Questo e’ il grafico che ho elaborato io sulla base del rapporto OECD.

In pratica mantenendo costanti i tagli attuali e considerando un crescita moderata per il 2022 hanno il debito uguale al PIL...

Concludiamo noi: poveri greci!

martedì 2 agosto 2011

Morsano in vacanza: "topless" per le over 50



Terribili: peggio di un
pugno nello stomaco

L'estate scorsa s'era dedicato un post allo slip modello "Speedo" indossato anche dagli over 40 nelle spiagge regionali (Morsano in vacanza: "balonarie allo speedo" per gli over 40).

Quest'anno, vista la recente legge sulle quote rosa, tocca doverosamente e rispettosamente dedicare un post alle over 50 in topless.

Dopo che oggi a Grado una signora sulla sessantina con una 5a abbondante s'e' abbronzata col vento in poppa, un semplice messaggio: ...non lo fate!

Per l'amor di dio e di tutte le sue creature che frequentano una spiaggia...tenete su il costume!!!


lunedì 1 agosto 2011

Gli "ii": "Indicatori Indiretti" della strisciante crisi economica

Esistono misure come quelle del PIL e della sua crescita, indicatori del PIL pro capite o a paritá di potere d'acquisto, esistono gli indicatori della produttivitá, dell'indice di occupazione e di quello di disoccupazione (che sono due cose diverse), indicatori delle "sofferenze" delle banche, della produzione industriale, degli export/bilancia commerciale, dei debiti delle famiglie ecc. ecc.

Tuttavia, paghi delle letture di Freakonomics, questo blog si focalizza volentieri anche su quelli che abbiamo deciso di chiamare gli "ii" o "doppia i" ovvero gli "indicatori indiretti".

Questi sono indicatori che apparentemente non sono significativi di nulla pero' sotto, sotto, indicano un problema piú grande.
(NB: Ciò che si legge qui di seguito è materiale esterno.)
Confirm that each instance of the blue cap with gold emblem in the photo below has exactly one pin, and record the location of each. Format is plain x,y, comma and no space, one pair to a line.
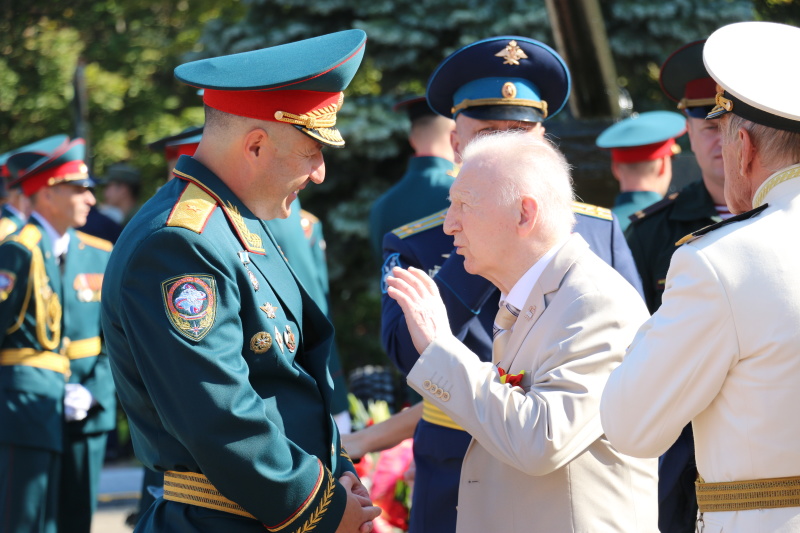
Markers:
684,78
41,147
643,137
501,78
298,83
65,164
756,82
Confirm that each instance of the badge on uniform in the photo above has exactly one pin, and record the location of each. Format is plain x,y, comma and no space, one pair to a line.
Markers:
392,261
279,338
269,309
191,304
88,287
261,342
288,337
7,279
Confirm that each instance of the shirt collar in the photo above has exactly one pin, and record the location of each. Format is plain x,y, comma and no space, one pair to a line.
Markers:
60,243
523,287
Un esempio é quello citato da Beppe Grillo riguardo alle autostrade vuote in un periodo che tradizionalmente é di massimo traffico (103.3 Viaggiare informati). La conclusione del politico genovese é che la gente non viaggia perché c'é crisi e quindi non si va in ferie. Si puó aggiungere che il tempo metereologico non é che abbia ispirato spostamenti viste le continue piogge comunque abbiamo capito che un episodio puó sottolineare qualcosa di piú grosso.
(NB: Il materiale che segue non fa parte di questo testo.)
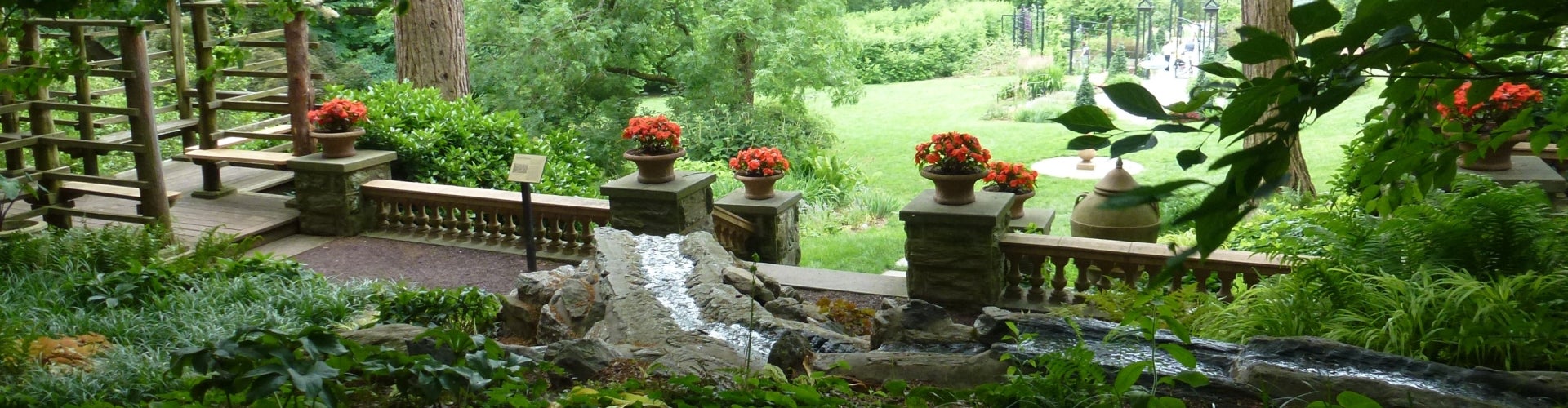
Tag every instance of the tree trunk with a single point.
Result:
(431, 46)
(1274, 16)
Il PIL italiano cresce con tendenza annua dello 0.9% mentre quello del Friuli Venezia Giulia si attesta attorno all'1.3%. Ma come vanno veramente le cose a Morsano? Esiste un "ii" che si possa usare?
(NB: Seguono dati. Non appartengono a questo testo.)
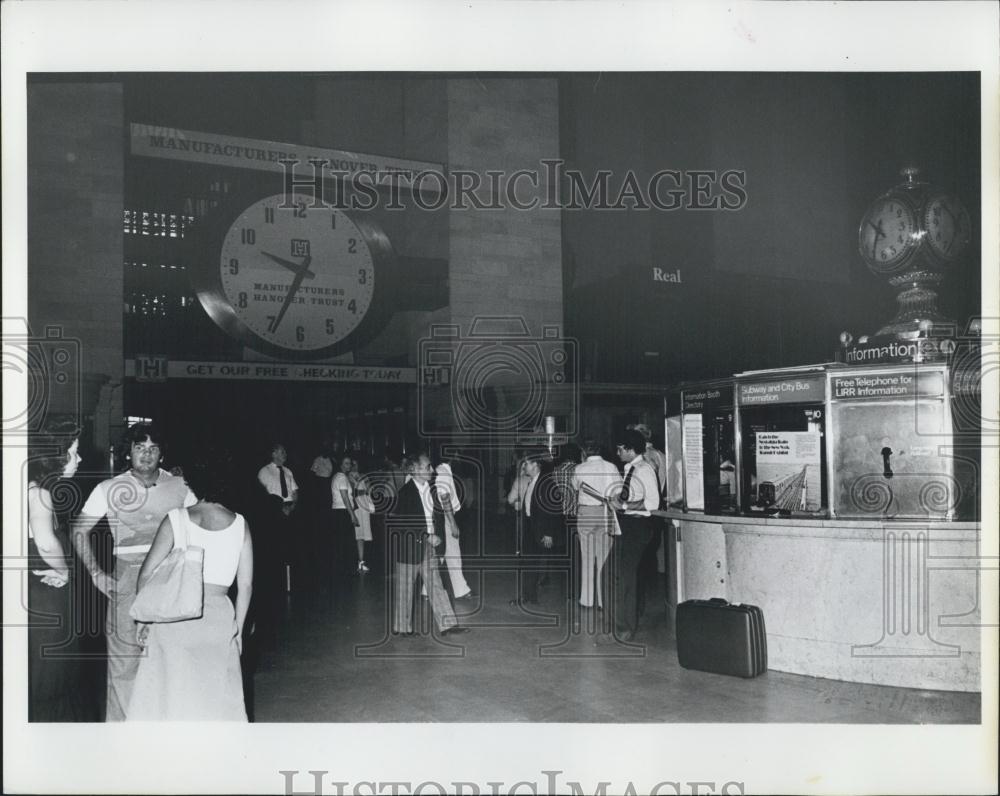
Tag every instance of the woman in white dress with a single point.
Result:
(363, 508)
(191, 669)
Pare che la vendita di biglietti di lotterie varie per sostenere iniziative paesane, siano da un po' sotto pressione e "la gente non compra piú come una volta". Che sia la crisi?

Dall'altro lato, le giocate all'enalotto, schedine, gratta e vinci, slot-machine, stanno crescendo. Anche questo e' in linea con la teoria della crisi; lo dice la sociologia: tanto piú la gente si sente povera, tanto piú gioca nella speranza di una vincita che rimetta in carreggiata le sue finanze.

Vedremo se altri "ii" (appena ne scopriamo altri) ci direnno la stessa cosa.

Se il comune va su Facebook e fa sondaggi tra i cittadini: il caso di Rivignano

Rivignano, ridente comune,
frazione di Facebook
Puó capitare che si debba rifare una piazza e si chieda un'opinione ai cittadini se si debba preferire uno stile moderno oppure tradizionale. Puó anche capitare che si debba decidere se adibire un terreno ad uso sportivo o lasciarlo agricolo. Puó capitare di dover decidere che albero piantare per sostituire uno che é caduto.

Insomma, ci sono diverse domande alle quali un'amministrazione comunale puó rispondere da se oppure chiedere un consiglio al "pubblico" come negli show televisivi.

Cosí, il comune di Rivignano ha iniziato a sondare l'opinione dei suoi cittadini usando FACEBOOK chiedendo "COSA METTIAMO AL POSTO DELL'ALBERO AL CENTRO DELLA TARABANE?"

Per ora, una settantina di cittadini (con tanto di nome e cognome) hanno risposto all'appello e si sono espressi direttamente sulla pagina Facebook del comune.

Si puó argomentare quanto si vuole sull'utilita' o meno di Facebook, peró, almeno per le questioni minori, non é di certo un brutto strumento per meglio calibrare le decisioni.

Poi va da se che un leader o i leader, sono tali perché prendono anche decisioni impopolari, e quindi per definizione minoritarie in qualsiasi sondaggio, in favore di un previsto vantaggio collettivo futuro, peró chissá se Rivignano ha creato un trend.